At this point in my life, I’m not in a position to donate to causes I believe in, or offer my volunteer services in the surrounding area. It’s not feasible for me to get involved in the traditional ways, which is part of why I’ve said so silent for so long—it just wasn’t feasible for me to speak up, nor did I feel I had any sort of audience. I still don’t really have an audience, but I’ve decided that’s a poor excuse for not offering my opinions, even if I’m shouting into the void of the internet.
With that being said, my goals for 2017 are pretty simple: I want to see if I can spend an entire year reading only books from marginalized authors. Of the few people I’ve told about my plans, many have expressed concern that I’m excluding cis-het white men from my reading list. After all, isn’t excluding a certain group of people exactly what I claim to stand against?
Maybe these well-meaning critics have a point, but I don’t see it that way. In my view, I’ve spent the better part of 26 years reading literature by white men: Dickens, Faulkner, Fitzgerald, Franzen, Hemingway, Joyce, Steinbeck, Tolkien, Tolstoy, Twain, Updike, the list goes on. I have read and enjoyed these works for many years, just as I’ve enjoyed the work of women writers for at least as many years, particularly since college. But it’s not enough, not in a political climate of fear and intimidation, not for me as a white American woman. Not anymore.

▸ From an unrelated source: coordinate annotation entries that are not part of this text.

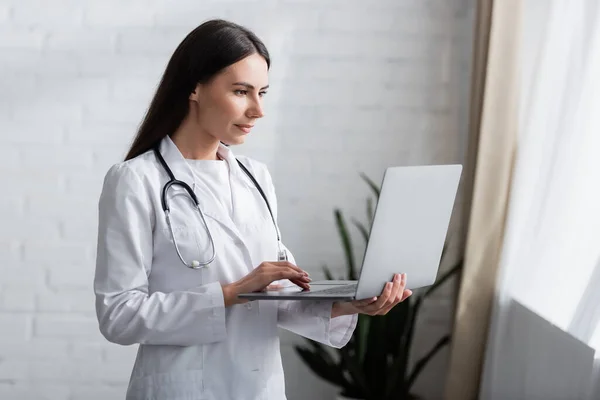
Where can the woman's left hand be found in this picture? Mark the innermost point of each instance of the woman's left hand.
(393, 293)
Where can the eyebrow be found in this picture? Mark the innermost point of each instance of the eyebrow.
(249, 86)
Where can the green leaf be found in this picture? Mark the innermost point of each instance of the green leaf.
(372, 185)
(362, 229)
(315, 362)
(346, 243)
(376, 356)
(419, 365)
(361, 335)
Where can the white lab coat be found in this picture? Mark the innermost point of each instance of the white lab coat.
(192, 347)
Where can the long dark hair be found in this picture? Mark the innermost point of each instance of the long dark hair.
(204, 52)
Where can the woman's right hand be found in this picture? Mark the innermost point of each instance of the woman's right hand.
(261, 277)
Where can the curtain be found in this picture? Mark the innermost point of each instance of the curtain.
(492, 142)
(532, 262)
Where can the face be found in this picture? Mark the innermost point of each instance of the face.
(227, 107)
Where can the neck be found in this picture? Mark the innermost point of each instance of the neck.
(193, 143)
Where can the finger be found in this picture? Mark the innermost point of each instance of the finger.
(406, 294)
(381, 300)
(398, 297)
(363, 302)
(288, 265)
(301, 283)
(287, 273)
(274, 287)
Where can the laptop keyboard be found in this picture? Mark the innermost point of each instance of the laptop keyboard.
(341, 290)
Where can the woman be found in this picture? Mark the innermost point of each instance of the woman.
(198, 340)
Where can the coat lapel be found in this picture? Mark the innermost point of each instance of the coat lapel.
(243, 196)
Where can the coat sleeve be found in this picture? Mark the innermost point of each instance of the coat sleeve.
(311, 319)
(127, 313)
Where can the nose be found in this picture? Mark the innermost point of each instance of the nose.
(255, 110)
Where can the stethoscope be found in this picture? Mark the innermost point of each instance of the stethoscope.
(195, 264)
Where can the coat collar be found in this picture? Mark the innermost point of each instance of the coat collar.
(241, 186)
(183, 171)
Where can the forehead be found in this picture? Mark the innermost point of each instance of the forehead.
(252, 69)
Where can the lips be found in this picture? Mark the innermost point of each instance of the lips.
(245, 128)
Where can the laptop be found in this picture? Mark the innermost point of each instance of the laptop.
(409, 229)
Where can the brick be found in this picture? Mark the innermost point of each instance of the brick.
(99, 392)
(119, 14)
(119, 354)
(418, 22)
(157, 42)
(57, 157)
(38, 349)
(15, 299)
(29, 228)
(24, 132)
(321, 71)
(20, 276)
(167, 16)
(5, 13)
(47, 254)
(52, 113)
(14, 326)
(21, 38)
(82, 351)
(104, 373)
(50, 326)
(13, 370)
(67, 297)
(40, 14)
(132, 89)
(377, 46)
(26, 390)
(79, 275)
(115, 112)
(82, 41)
(123, 65)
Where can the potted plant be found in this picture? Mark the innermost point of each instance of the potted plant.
(375, 364)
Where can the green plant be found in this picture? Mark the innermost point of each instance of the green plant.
(374, 365)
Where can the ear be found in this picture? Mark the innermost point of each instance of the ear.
(194, 95)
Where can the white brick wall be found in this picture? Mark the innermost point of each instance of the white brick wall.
(356, 86)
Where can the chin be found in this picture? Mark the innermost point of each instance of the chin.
(234, 141)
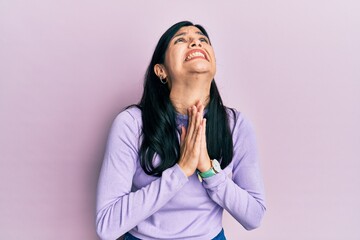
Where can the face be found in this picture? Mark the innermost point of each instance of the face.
(189, 52)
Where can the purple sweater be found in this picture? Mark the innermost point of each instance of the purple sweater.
(175, 206)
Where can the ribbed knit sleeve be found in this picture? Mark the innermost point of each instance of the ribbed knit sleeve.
(118, 208)
(239, 188)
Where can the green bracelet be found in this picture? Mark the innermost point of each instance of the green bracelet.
(208, 173)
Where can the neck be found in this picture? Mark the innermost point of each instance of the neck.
(183, 96)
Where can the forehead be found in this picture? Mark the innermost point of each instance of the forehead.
(188, 30)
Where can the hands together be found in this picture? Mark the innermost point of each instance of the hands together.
(193, 151)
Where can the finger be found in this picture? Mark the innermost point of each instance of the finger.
(192, 122)
(198, 137)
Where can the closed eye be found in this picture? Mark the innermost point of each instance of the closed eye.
(204, 40)
(179, 40)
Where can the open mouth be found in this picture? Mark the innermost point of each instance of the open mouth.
(196, 53)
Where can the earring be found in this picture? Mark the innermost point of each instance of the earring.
(162, 81)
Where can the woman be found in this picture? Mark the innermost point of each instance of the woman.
(178, 158)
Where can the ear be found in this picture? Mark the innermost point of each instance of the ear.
(159, 70)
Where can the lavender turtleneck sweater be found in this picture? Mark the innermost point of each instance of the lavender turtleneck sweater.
(175, 206)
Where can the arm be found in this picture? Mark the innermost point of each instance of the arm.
(119, 209)
(243, 194)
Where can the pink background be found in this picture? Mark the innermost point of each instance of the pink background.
(68, 67)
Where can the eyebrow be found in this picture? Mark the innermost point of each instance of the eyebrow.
(184, 33)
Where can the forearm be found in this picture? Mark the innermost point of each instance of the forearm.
(117, 216)
(245, 206)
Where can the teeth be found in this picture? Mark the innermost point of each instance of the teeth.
(195, 54)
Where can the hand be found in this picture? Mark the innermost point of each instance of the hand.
(191, 141)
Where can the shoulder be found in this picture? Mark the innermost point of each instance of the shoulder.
(236, 118)
(129, 118)
(240, 126)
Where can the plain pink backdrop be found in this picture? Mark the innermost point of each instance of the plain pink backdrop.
(68, 67)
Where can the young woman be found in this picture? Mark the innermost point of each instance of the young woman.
(178, 158)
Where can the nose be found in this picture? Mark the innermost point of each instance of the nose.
(195, 43)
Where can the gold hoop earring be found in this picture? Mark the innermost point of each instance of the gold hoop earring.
(162, 81)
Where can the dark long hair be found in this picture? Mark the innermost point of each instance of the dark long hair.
(159, 129)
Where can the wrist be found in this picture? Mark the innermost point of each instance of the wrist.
(215, 168)
(205, 166)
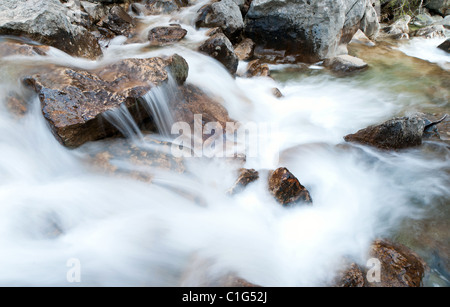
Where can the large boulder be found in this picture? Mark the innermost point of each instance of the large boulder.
(286, 188)
(439, 6)
(48, 23)
(74, 100)
(311, 30)
(220, 48)
(396, 133)
(224, 14)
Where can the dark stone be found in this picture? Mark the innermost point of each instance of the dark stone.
(220, 48)
(286, 188)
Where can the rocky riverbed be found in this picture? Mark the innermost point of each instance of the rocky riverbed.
(225, 143)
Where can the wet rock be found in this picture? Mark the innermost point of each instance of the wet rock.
(256, 68)
(439, 6)
(286, 188)
(73, 100)
(400, 26)
(445, 46)
(47, 22)
(309, 30)
(224, 14)
(400, 267)
(361, 38)
(161, 36)
(246, 176)
(430, 32)
(244, 50)
(369, 23)
(156, 7)
(220, 48)
(192, 100)
(345, 64)
(118, 21)
(397, 133)
(352, 277)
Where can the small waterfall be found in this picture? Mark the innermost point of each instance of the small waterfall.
(124, 122)
(157, 103)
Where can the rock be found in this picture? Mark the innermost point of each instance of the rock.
(400, 267)
(161, 36)
(399, 26)
(224, 14)
(445, 45)
(246, 176)
(397, 133)
(47, 23)
(369, 23)
(439, 6)
(361, 38)
(310, 30)
(345, 64)
(244, 50)
(257, 69)
(430, 32)
(192, 100)
(156, 7)
(118, 21)
(351, 277)
(73, 100)
(286, 188)
(220, 48)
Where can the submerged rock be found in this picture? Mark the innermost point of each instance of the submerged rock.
(73, 100)
(224, 14)
(397, 133)
(445, 45)
(244, 50)
(161, 36)
(286, 188)
(430, 32)
(309, 30)
(246, 176)
(47, 23)
(220, 48)
(399, 267)
(345, 64)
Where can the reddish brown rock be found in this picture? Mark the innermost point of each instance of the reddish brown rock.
(246, 176)
(73, 100)
(161, 36)
(286, 188)
(220, 48)
(244, 50)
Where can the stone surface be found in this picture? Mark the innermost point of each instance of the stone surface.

I graduated from college over four years ago, but there is still so much I have to learn. The fact is, for a self-proclaimed feminist, I know very little about the experiences of people who are different from me. And what better time to change that than the year we elect possibly the worst president this country has seen or will ever see?
Maybe in some ways, my idea is extreme; others will say it’s not enough to read marginalized voices. I’m not trying to claim a prize of Good Citizen or Great Feminist or Exemplary White Person, because in reality I am none of those things, and I know that reading a stack of books isn’t going to change that. Maybe reading can’t change the world, but it has the potential to change my perspective. Sometimes getting a different perspective is enough to change my personal world—and at least that’s a start.